10.19540/j.cnki.cjcmm.20230605.406
- Author:
Ping LI
1
;
Yang LIU
1
;
Man-Shu ZOU
2
;
Ting-Ting WANG
1
;
Hai-Peng GUO
1
;
Ting-Ting REN
1
;
Ying HE
1
;
Hua WANG
3
;
Yu-Hong WANG
2
Author Information
1. Technology Innovation Center,Hunan University of Chinese Medicine Changsha 410208,China.
2. Technology Innovation Center,Hunan University of Chinese Medicine Changsha 410208,China Hunan Provincial Key Laboratory of Prevention and Treatment of Depressive Diseases with Traditional Chinese Medicine Changsha 410208,China.
3. the First Affiliated Hospital of Hunan University of Chinese Medicine Changsha 410007,China.

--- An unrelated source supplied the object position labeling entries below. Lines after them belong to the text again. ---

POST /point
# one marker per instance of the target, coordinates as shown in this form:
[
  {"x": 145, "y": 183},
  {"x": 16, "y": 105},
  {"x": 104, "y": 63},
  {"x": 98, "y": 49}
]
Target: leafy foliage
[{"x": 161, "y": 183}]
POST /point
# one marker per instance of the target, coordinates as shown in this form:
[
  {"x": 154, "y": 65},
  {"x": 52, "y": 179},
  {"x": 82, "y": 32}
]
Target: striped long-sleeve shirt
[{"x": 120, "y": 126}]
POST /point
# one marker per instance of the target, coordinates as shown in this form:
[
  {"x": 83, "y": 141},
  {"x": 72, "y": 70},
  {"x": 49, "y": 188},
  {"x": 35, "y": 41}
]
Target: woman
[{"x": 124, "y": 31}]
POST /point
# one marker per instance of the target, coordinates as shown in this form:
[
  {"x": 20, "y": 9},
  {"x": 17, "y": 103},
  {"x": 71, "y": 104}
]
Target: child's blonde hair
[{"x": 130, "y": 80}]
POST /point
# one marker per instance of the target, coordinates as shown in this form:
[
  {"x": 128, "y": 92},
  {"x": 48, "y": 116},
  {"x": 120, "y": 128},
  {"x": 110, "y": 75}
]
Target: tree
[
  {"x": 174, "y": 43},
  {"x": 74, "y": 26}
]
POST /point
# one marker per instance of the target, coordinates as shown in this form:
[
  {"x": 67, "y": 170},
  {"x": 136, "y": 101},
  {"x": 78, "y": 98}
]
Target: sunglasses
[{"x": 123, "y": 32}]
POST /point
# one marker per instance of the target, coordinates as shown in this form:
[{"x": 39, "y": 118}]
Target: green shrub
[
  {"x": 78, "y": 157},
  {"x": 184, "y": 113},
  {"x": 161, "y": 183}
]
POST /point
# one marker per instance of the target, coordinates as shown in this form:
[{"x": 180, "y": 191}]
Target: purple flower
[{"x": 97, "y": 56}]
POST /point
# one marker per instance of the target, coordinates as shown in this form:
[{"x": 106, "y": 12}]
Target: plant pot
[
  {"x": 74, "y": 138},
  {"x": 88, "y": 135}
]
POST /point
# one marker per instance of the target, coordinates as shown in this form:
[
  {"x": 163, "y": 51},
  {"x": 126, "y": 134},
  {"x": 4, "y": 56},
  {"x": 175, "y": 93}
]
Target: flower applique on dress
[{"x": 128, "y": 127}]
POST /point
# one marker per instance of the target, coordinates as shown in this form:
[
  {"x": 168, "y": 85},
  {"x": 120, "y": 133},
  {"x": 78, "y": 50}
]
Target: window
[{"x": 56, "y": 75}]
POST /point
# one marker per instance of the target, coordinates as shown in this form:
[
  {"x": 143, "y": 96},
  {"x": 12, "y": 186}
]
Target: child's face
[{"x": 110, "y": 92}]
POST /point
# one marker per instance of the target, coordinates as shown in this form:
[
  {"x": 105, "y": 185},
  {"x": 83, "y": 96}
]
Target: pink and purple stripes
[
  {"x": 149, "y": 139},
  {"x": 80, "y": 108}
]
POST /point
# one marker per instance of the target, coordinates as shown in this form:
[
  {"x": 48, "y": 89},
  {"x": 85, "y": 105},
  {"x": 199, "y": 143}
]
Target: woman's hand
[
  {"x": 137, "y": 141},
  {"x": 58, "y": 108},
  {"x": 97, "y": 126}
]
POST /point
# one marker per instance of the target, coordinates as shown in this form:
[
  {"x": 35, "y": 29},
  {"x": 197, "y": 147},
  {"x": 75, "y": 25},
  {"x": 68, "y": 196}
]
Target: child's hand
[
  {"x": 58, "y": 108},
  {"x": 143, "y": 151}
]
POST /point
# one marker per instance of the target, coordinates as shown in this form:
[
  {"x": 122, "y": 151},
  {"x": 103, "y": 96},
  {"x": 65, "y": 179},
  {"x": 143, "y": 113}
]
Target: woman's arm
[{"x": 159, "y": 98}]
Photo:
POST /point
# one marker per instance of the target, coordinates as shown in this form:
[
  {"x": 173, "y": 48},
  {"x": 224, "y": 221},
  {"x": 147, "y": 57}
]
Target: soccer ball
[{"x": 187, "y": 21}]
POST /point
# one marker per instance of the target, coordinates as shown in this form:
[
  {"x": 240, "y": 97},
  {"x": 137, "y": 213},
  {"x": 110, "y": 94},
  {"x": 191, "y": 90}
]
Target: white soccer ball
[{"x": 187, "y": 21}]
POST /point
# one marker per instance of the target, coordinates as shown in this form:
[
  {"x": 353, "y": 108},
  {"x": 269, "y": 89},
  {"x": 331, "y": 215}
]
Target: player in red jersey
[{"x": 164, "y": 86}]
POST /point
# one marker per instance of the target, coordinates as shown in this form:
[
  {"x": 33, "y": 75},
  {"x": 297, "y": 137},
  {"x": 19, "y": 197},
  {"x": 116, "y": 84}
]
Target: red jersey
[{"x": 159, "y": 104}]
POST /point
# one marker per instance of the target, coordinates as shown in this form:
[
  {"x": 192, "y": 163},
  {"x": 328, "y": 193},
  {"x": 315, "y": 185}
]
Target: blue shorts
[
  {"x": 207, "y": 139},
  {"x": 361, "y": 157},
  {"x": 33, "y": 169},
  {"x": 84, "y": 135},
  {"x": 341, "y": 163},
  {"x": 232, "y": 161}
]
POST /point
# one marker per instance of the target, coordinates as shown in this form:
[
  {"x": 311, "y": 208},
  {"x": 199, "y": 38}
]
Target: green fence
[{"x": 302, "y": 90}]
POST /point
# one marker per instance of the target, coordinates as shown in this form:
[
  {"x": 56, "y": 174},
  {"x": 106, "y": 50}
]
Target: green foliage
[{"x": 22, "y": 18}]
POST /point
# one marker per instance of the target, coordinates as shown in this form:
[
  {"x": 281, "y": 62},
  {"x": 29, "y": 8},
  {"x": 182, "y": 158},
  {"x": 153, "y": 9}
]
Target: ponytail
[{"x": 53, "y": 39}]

- Publication Type:Journal Article
- Keywords:
CX3C chemokine ligand 1(CX3CL1);
CX3C chemokine receptor 1(CX3CR1);
Zuogui Jiangtang Jieyu Formula;
diabetes mellitus complicated with depression;
synaptic proteins
- MeSH:
Rats;
Animals;
Depression/drug therapy*;
Brain-Derived Neurotrophic Factor;
Neuroprotective Agents;
Tumor Necrosis Factor-alpha/metabolism*;
Neuroinflammatory Diseases;
Diabetes Mellitus;
Receptors, Glutamate;
CX3C Chemokine Receptor 1/genetics*
- From:
China Journal of Chinese Materia Medica
2023;48(21):5822-5829
- CountryChina
- Language:Chinese
-
Abstract:
Based on the CX3C chemokine ligand 1(CX3CL1)-CX3C chemokine receptor 1(CX3CR1) axis, this study explored the potential mechanism by which Zuogui Jiangtang Jieyu Formula(ZGJTJY) improved neuroinflammation and enhanced neuroprotective effect in a rat model of diabetes mellitus complicated with depression(DD). The DD rat model was established by feeding a high-fat diet combined with streptozotocin(STZ) intraperitoneal injection for four weeks and chronic unpredictable mild stress(CUMS) combined with isolated cage rearing for five weeks. The rats were divided into a control group, a model group, a positive control group, an inhibitor group, and a ZGJTJY group. The open field test and forced swimming test were used to assess the depression-like behaviors of the rats. Enzyme-linked immunosorbent assay(ELISA) was performed to measure the expression levels of the pro-inflammatory cytokines interleukin-1β(IL-1β) and tumor necrosis factor-α(TNF-α) in plasma. Immunofluorescence staining was used to detect the expression of ionized calcium-binding adapter molecule 1(Iba1), postsynaptic density protein-95(PSD95), and synapsin-1(SYN1) in the hippocampus. Hematoxylin-eosin(HE) staining, Nissl staining, and TdT-mediated dUTP nick end labeling(TUNEL) fluorescence staining were performed to assess hippocampal neuronal damage. Western blot was used to measure the expression levels of CX3CL1, CX3CR1, A2A adenosine receptor(A2AR), glutamate receptor 2A(NR2A), glutamate receptor 2B(NR2B), and brain-derived neurotrophic factor(BDNF) in the hippocampus. Compared with the model group, the ZGJTJY group showed improved depression-like behaviors in DD rats, enhanced neuroprotective effect, increased expression of PSD95, SYN1, and BDNF(P<0.01), and decreased expression of Iba1, IL-1β, and TNF-α(P<0.01), as well as the expression of CX3CL1, CX3CR1, A2AR, NR2A, and NR2B(P<0.01). These results suggest that ZGJTJY may exert its neuroprotective effect by inhibiting the CX3CL1-CX3CR1 axis and activation of hippocampal microglia, thereby improving neuroinflammation and abnormal activation of N-methyl-D-aspartate receptor(NMDAR) subunits, and ultimately enhancing the expression of synaptic-related proteins PSD95, SYN1, and BDNF in the hippocampus.